Maria da Conceição, por sua vez, conversou com os presentes sobre mídia e relações raciais. Segundo ela, “a mídia vende um padrão branco europeu, sem colocar a existência de outras raças. É preciso fazer as coisas circularem sem ficarem dependentes da grande mídia, que só veicula o que interessa a ela. As outras ações e sujeitos ficam como se nunca tivessem existido”, colocou.
Ela destacou o fato de só ser divulgada uma História “oficial”, que parte de apenas um ponto de vista. “A História que conhecemos é a dos vencedores, dos europeus. O restante fica de fora da mídia e dos livros didáticos. Não falo só dos negros, mas também dos índios e dos próprios brancos que não fazem parte desses vencedores. Essa é a História que não conhecemos, mas isso não significa que esses personagens não tenham existido. Há uma produção de esquecimento”.
José Rodrigues falou sobre a produção do medo na mídia, que acabam por legitimar as megaoperações policiais e a morte de muita gente.
Logo após, José Rodrigues falou sobre a produção do medo na mídia. “Minha pesquisa de mestrado é sobre a produção do medo no Rio de Janeiro, colocado pela mídia não mais como a ‘cidade maravilhosa’, mas como um lugar violento, assolado pelo tráfico de drogas. Isso serve para legitimar as megaoperações policiais, que mataram muita gente. Para atender o clamor da mídia por segurança, produz-se morte e sangue”, declarou. “O ‘novo modelo de segurança pública’, como a mídia chama, não tem nada de novo. No Brasil, o extermínio do pobre é praticado desde a colonização. E a mídia justifica o extermínio de seres humanos em prol da segurança. Essas pessoas são colocadas como criminosos ou como criminosos em potencial”.
Ele exemplificou com uma operação realizada em 2006 no Complexo da Maré, na qual foram mortas 19 pessoas. “Houve um extermínio. As pessoas foram mortas com tiros na nuca e estavam de joelhos, o que caracteriza execução. E, no mesmo, dia, o secretário de Segurança Pública, José Mariano Beltrame, participou da inauguração de uma casa de shows e foi ovacionado. Não é que essas pessoas que o aplaudiram sejam más; elas tiveram contato com a situação pela mídia, que não colocou como uma chacina, mas como uma operação policial bem-sucedida. É como se algumas pessoas tivessem que morrer para as outras ficarem seguras”.

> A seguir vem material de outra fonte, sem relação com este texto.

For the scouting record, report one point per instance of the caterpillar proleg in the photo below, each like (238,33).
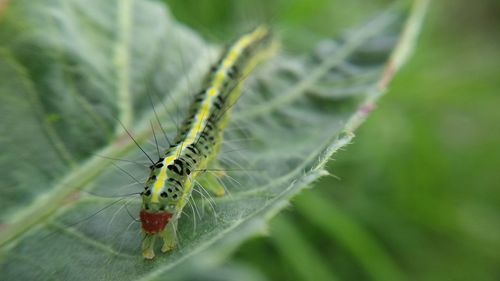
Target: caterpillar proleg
(169,185)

Concluindo as falas dos convidados, Adilson Cabral analisou a interface da Psicologia com a Comunicação a partir do ponto de vista da segunda área. “O movimento pela democratização da Comunicação começou há 20 anos. E, desde que participo, há 15 anos, falo que pensar a democratização é ver a Comunicação integrada com outras áreas. Não temos que chamar esses outros campos para a Comunicação, mas ir até eles. Deve haver um movimento exógeno. No currículo da graduação em Comunicação Social, estão presentes disciplinas de várias áreas, como Antropologia, Filosofia, Economia etc., mas não há uma perspectiva de integração”.

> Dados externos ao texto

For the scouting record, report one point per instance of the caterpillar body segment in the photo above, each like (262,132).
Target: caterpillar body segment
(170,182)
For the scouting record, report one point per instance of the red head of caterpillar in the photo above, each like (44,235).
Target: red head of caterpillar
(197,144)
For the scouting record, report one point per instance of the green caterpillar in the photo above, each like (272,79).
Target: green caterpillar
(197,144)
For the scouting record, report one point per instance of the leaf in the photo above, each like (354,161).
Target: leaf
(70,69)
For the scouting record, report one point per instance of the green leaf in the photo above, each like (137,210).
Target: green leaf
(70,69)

Segundo o professor, a Comunicação é uma área muito frágil, tanto em relação ao movimento social quanto ao meio acadêmico. “Nas universidades, ela é vista como uma atividade-meio, que serve às outras; só somos chamados para produzir reportagens, filmar um evento etc. E, na sociedade, essa fragilidade aparece, por exemplo, na dificuldade de se manter um Conselho Nacional de Comunicação, apesar de estar previsto na Constituição Federal de 1988. Em 2002, ele chegou a ser aprovado, mas em seguida desapareceu novamente. Isso ocorre não por uma fraqueza inerente à Comunicação, mas devido à sua centralização.
Foi aberto, então, um debate com os participantes, no qual foram levantadas questões como: censura, classificação indicativa na televisão, formas de divulgar as ideias sobre democratização da Comunicação ao público, controle social da mídia e o fato de os psicólogos ainda precisarem se qualificar para esse debate.